We spoke about various access methods as a general concept but what we are really interested in is access of arrays of descriptors. This is what bindless really is. The Vulkan spec have added support for bindless in version 1.2 and as usual it also exposed a bunch of caps that define what’s allowed and what’s not.

shaderUniformBufferArrayDynamicIndexing, shaderSampledImageArrayDynamicIndexing, shaderStorageBufferArrayDynamicIndexing and shaderStorageImageArrayDynamicIndexing are caps since Vulkan 1.0. Having those false means that the arrays of the relevant resources can only be accessed using a constant index (or even better: any constant expression). Pretty much everyone has those set to true so let’s move on. Vulkan 1.2 added shaderInputAttachmentArrayDynamicIndexing, shaderUniformTexelBufferArrayDynamicIndexing and shaderStorageTexelBufferArrayDynamicIndexing and for most ISVs these are true as well. Note that sampler descriptors are absent from these caps.

Then there is the XXXArrayNonUniformIndexing family of caps. If these are false then the implementation doesn’t allow non-dynamically uniform access of descriptors. If that cap is true then you can do bindless on the specific type of descriptor. Most vendors have these set to true except Intel which doesn’t enable all of them.

An additional family of caps is the XXXArrayNonUniformIndexingNative. This feels like a performance warning more than anything else. If the XXXArrayNonUniformIndexingNative is false then the shader compiler will have to add additional instructions to work with non-dynamically uniform access. This varies between ISVs quite a bit.

One additional piece to the puzzle is the NonUniform SPIR-V decoration which is exposed via nonuniformEXT in GLSL and NonUniformResourceIndex() in HLSL. The default SPIR-V behavior mandates that descriptor accesses are dynamically uniform. When they are not, things might break. So when doing non-dynamically uniform accesses (when the implementation allows it ofcourse) you are required to use the NonUniform decoration. The NonUniform decoration is somewhat orthogonal to the caps discussed above. It doesn’t mean that if XXXArrayNonUniformIndexingNative is true you can omit the NonUniform decoration. The spec doesn’t really say when and if you can omit the NonUniform so the best thing to do is to always use it to decorate non-dynamically uniform accesses. If an implementation doesn’t care then it will simply ignore it.

Example of bindless in GLSL:

layout(...) uniform texture2D myBindlessHandles[]; // Runtime sized array
layout(...) uniform sampler mySampler;

...
vec4 color = texture(texture2D(myBindlessHandles[nonuniformEXT(nonUniformIndex)], mySampler), uvs);
...

So, putting all these together. AMD for example allows non-dynamically uniform access on sampled images (shaderSampledImageArrayNonUniformIndexing=true) but these accesses are not native (shaderSampledImageArrayNonUniformIndexingNative=false). By default AMD’s compiler will treat all descriptor accesses as dynamically uniform and use SGPR to store the descriptors. If the access is non-dynamically uniform then things might break. Then NonUniform comes into play. Since AMD’s HW doesn’t natively support non-dynamically uniform the NonUniform will instruct the compiler to add extra instructions to ensure subgroup invariance.

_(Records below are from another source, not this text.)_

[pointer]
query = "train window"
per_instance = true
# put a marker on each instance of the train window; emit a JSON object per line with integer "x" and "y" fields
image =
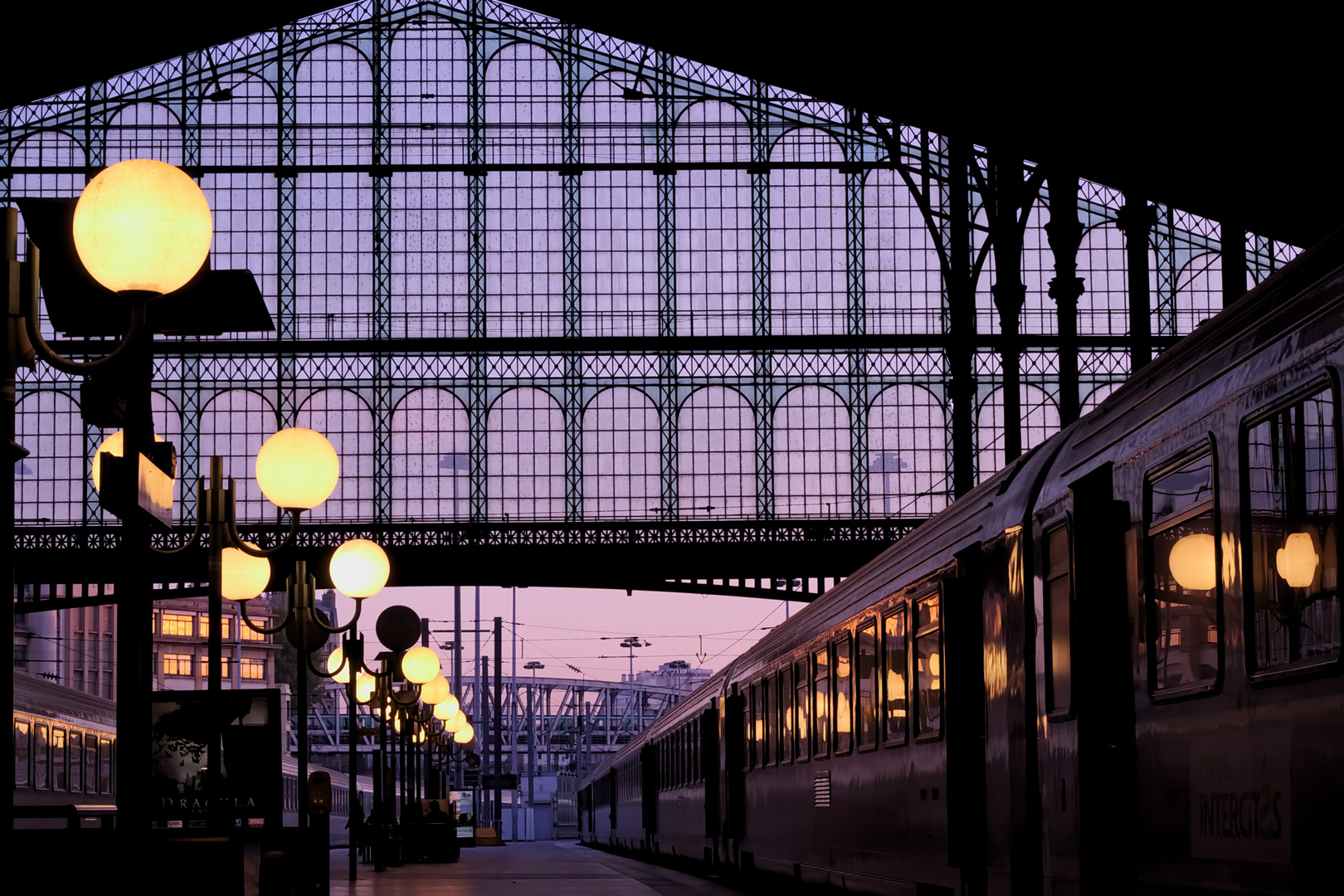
{"x": 77, "y": 761}
{"x": 1058, "y": 618}
{"x": 845, "y": 692}
{"x": 772, "y": 724}
{"x": 895, "y": 665}
{"x": 60, "y": 770}
{"x": 802, "y": 689}
{"x": 41, "y": 758}
{"x": 821, "y": 702}
{"x": 1292, "y": 494}
{"x": 22, "y": 752}
{"x": 929, "y": 665}
{"x": 867, "y": 683}
{"x": 1185, "y": 648}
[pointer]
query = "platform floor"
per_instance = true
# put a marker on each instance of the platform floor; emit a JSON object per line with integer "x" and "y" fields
{"x": 546, "y": 868}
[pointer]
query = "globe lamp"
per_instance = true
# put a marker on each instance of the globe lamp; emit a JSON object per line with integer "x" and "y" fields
{"x": 420, "y": 665}
{"x": 143, "y": 225}
{"x": 244, "y": 577}
{"x": 297, "y": 469}
{"x": 436, "y": 691}
{"x": 1298, "y": 561}
{"x": 1194, "y": 563}
{"x": 359, "y": 568}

Similar story for Arm’s Mali, different reason though. On Mali some instructions require some arguments to be subgroup invariant and this is where non-dynamically uniform patterns become a problem.

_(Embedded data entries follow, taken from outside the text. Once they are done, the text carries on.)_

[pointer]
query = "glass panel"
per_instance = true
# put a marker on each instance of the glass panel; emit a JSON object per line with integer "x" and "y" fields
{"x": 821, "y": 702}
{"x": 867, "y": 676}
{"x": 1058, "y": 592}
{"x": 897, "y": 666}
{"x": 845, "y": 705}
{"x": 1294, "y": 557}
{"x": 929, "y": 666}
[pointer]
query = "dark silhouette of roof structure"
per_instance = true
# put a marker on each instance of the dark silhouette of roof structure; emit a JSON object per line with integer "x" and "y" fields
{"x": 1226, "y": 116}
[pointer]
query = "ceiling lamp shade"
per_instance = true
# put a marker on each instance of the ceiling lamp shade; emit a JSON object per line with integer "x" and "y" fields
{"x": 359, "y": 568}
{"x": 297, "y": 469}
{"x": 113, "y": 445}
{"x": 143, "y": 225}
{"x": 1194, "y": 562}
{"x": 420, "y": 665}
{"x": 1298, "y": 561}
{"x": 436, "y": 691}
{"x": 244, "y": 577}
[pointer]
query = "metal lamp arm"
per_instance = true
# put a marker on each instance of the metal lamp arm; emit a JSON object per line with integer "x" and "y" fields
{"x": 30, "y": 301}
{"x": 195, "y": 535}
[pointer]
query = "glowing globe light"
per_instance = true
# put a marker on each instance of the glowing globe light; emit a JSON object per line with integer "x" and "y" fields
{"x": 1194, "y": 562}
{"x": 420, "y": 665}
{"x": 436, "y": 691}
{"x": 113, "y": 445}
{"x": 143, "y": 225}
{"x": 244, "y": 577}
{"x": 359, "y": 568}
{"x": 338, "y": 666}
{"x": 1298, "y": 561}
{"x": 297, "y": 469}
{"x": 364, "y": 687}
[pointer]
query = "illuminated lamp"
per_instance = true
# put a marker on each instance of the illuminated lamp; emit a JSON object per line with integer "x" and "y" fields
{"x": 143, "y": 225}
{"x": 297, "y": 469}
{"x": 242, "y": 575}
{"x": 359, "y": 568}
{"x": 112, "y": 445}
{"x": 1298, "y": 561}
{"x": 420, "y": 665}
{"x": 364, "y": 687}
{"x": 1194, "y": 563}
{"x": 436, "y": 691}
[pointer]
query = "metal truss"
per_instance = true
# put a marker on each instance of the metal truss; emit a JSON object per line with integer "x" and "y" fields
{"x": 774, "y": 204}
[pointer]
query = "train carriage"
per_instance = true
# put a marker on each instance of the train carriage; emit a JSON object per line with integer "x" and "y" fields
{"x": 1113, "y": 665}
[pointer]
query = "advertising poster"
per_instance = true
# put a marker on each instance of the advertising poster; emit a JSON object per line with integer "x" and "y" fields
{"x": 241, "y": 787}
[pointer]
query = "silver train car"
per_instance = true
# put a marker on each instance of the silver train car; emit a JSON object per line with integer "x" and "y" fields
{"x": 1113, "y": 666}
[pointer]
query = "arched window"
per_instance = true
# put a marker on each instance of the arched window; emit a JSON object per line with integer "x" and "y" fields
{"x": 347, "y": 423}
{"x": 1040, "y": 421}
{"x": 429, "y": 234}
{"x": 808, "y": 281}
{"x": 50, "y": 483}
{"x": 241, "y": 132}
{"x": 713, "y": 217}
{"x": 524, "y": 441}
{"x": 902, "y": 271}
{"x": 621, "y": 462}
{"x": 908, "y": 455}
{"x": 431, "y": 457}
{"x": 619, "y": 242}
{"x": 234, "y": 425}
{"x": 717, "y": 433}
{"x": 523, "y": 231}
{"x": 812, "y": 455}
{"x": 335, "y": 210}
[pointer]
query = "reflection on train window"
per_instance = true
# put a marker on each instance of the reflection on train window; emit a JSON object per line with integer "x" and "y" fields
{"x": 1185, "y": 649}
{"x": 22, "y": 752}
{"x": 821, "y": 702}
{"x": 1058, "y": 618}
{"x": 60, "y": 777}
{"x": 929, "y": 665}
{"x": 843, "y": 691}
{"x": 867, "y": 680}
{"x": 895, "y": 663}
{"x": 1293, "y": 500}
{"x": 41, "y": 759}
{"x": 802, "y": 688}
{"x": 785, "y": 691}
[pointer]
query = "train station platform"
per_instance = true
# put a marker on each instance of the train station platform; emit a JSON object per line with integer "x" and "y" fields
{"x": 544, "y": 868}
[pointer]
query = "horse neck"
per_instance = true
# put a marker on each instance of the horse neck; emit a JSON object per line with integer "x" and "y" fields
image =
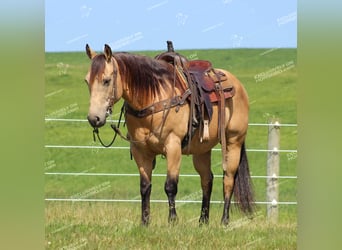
{"x": 139, "y": 103}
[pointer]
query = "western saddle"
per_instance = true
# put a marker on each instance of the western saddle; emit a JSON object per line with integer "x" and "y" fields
{"x": 205, "y": 85}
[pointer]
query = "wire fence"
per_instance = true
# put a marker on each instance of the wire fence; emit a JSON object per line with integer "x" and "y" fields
{"x": 275, "y": 150}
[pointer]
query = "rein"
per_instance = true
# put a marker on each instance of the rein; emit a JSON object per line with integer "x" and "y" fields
{"x": 116, "y": 129}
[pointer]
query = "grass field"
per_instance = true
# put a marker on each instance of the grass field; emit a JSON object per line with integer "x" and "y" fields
{"x": 269, "y": 76}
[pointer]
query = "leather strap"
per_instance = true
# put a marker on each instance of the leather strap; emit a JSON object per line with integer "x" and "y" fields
{"x": 158, "y": 106}
{"x": 221, "y": 123}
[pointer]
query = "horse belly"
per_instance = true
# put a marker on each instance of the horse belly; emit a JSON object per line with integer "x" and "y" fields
{"x": 198, "y": 147}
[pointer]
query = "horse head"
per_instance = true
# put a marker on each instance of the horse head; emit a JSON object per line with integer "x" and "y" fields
{"x": 104, "y": 86}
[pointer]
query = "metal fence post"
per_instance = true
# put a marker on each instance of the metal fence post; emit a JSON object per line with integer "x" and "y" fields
{"x": 272, "y": 192}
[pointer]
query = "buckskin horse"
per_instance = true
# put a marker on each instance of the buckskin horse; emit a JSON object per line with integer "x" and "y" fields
{"x": 158, "y": 118}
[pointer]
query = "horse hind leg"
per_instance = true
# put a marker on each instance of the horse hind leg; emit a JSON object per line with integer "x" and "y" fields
{"x": 237, "y": 178}
{"x": 202, "y": 165}
{"x": 173, "y": 156}
{"x": 145, "y": 164}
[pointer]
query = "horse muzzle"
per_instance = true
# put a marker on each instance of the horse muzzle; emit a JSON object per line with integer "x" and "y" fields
{"x": 95, "y": 121}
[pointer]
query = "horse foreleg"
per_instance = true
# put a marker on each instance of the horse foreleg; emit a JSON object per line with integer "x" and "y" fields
{"x": 145, "y": 165}
{"x": 233, "y": 159}
{"x": 202, "y": 165}
{"x": 173, "y": 155}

One additional thing worth mentioning is that using buffer addresses to load data from buffers (exposed by VK_KHR_device_buffer_address and part of Vulkan 1.2) doesn’t require any NonUniform decoration. NonUniform is irrelevant if your shader code doesn’t index arrays of descriptors. Addresses don’t point to descriptors, they point to some raw memory.

The final bit to the puzzle is to understand which builtins are dynamically uniform and which are not. The answer is hidden inside the spec and only gl_DrawID is explicitly mentioned as dynamically uniform and everything else is not. If for example you are using gl_InstanceIndex/SV_InstanceID (directly or indirectly) to index resources then you technically need to use the NonUnifom decoration.

Big thanks to Christian Forfang for providing some early feedback!